Spezialisierung nach Domäne

Die Scrum-Teams wurden klar einer Domäne zugeordnet – also einem definierten Geschäftsbereich wie zum Beispiel Logistik, Produktmanagement oder Onlineshop. Jedes Team kann sich so auf diesen Bereich spezialisieren und mit der steigenden Tiefe des Wissens und der einzelnen Prozesse immer elegantere und bessere Lösungen entwickeln. Der Geschäftsbereich wird üblicherweise durch eine Abteilung repräsentiert. Das Entwicklungsteam arbeitet so nah wie möglich mit diesem zusammen, damit man möglichst gut herausfindet, wie man mit den aktuellen Möglichkeiten den grössten Mehrwert für den Kunden generieren kann. Es ist uns ebenfalls sehr wichtig, dass ein Team möglichst stabil ist. Im Idealfall ist ein Team so gut eingespielt, dass es im Flow ist.

Interdisziplinäre Teams

In einem Team arbeiten nicht mehr nur Softwareentwickler, sondern ein Team soll immer alle Kompetenzen vereinen, die in der Domäne oder der Subdomäne notwendig sind. In einem Onlineshop-Team arbeiten also zum Beispiel Interaction Designer und Frontend-Entwickler mit. Je nach Kontext wird auch ein Requirements Engineerin, Business-Intelligence-Spezialist oder System Engineer als Unterstützung beigezogen. Damit sollen die Schnittstellen reduziert und die Kommunikationswege verkürzt werden: Das Team soll eigenverantwortlich ohne Hindernisse arbeiten können und nicht durch unnötige Abhängigkeiten gebremst werden.

Coaching neuer Teams

Damit die Teams möglichst stabil sind und sich die Zusammensetzung nicht dauernd ändert, werden neue Teams mehrheitlich aus neuen Mitarbeitern gebildet. Damit der Knowhow-Aufbau trotzdem schnell geht, werden diese sowohl fachlich als auch methodisch durch einen Coach begleitet: Ein mit unserer Umgebung vertrauter Softwareentwickler begleitet ein neues Team für eine gewisse Zeit und steht für Fragen zur Verfügung. Auf der methodischen Seite arbeitet ein Coach im Bereich Scrum und agiler Softwareentwicklung mit dem gesamten Team.

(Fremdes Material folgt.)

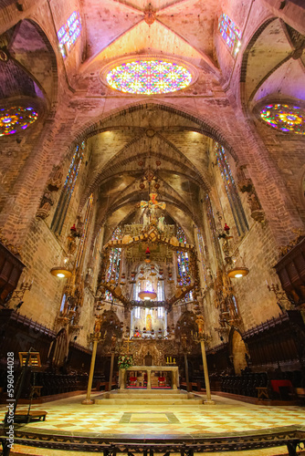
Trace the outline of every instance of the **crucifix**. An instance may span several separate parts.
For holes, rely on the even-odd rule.
[[[156,209],[162,209],[163,211],[165,209],[165,202],[159,202],[156,200],[157,193],[150,193],[150,200],[147,201],[142,201],[141,202],[141,209],[145,209],[146,207],[149,209],[151,215],[152,215],[152,220],[154,220],[155,216],[155,210]],[[151,220],[151,221],[152,221]]]
[[[124,342],[126,342],[126,344],[127,344],[127,355],[129,355],[129,344],[131,342],[131,337],[128,337],[127,339],[125,339]]]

Kompetenzen und Eigenverantwortung in den Teams

Damit jeder einzelne Mitarbeiter unternehmerisch mitarbeiten kann, ist es notwendig, dass die relevanten Informationen frei zugänglich sind. Das bedeutet, dass wir praktisch keine Informationen mehr haben, die nicht für alle Mitarbeiter zugänglich sind. Seien es unsere Strategie, Mission und Vision oder die Resultate von Mitarbeiterumfragen. Damit kann jeder prüfen, ob das, was gemacht werden soll, auch im Einklang der Unternehmensstrategie ist. Es ist wichtig, dass jeder weiss, was wir gegenüber dem Kunden für eine Leistung erbringen wollen. Unser Nutzenversprechen ist öffentlich und transparent, damit auch jeder Kunde unsere Leistung an unserem Anspruch messen kann.

Cloudstrategie

Auf Grund der technologischen Fortschritte sind wir zur Meinung gelangt, dass sich die Zukunft vollständig in der Cloud abspielen wird. Schon heute werden neue Features zuerst oder sogar exklusiv in der Cloud angeboten. Mit den Milliardeninvestitionen in die verschiedenen Cloud-Plattformen, wird sich dies weiter beschleunigen. Und um diese auch zu nutzen, setzen wir nicht nur auf einen Anbieter, sondern auf mehrere. Entscheidend ist die Flexibilität und die Innovation, die man durch die Möglichkeiten der Cloud gewinnt. Daher werden neue Services nur noch in der Cloud entwickelt. Auch wenn wir einen Bereich überarbeiten, wird soweit möglich alles auf die jeweils optimale Cloud-Plattform verschoben. Aktuell haben wir bereits einzelne Services auf der Google Cloud Platform, auf Microsoft Azure und dazu noch Elastic im Einsatz. Dazu werden alle Teile der Applikation, die noch nicht angepasst wurden, weiterhin On-Premise in unseren Dual Datacenter betrieben. Mehr hybrid geht nicht. Was auch begründet, warum DevOps viel wichtiger geworden ist und in Zukunft noch wichtiger wird. Denn in der Cloud wird die Infrastruktur ein Teil der Applikation.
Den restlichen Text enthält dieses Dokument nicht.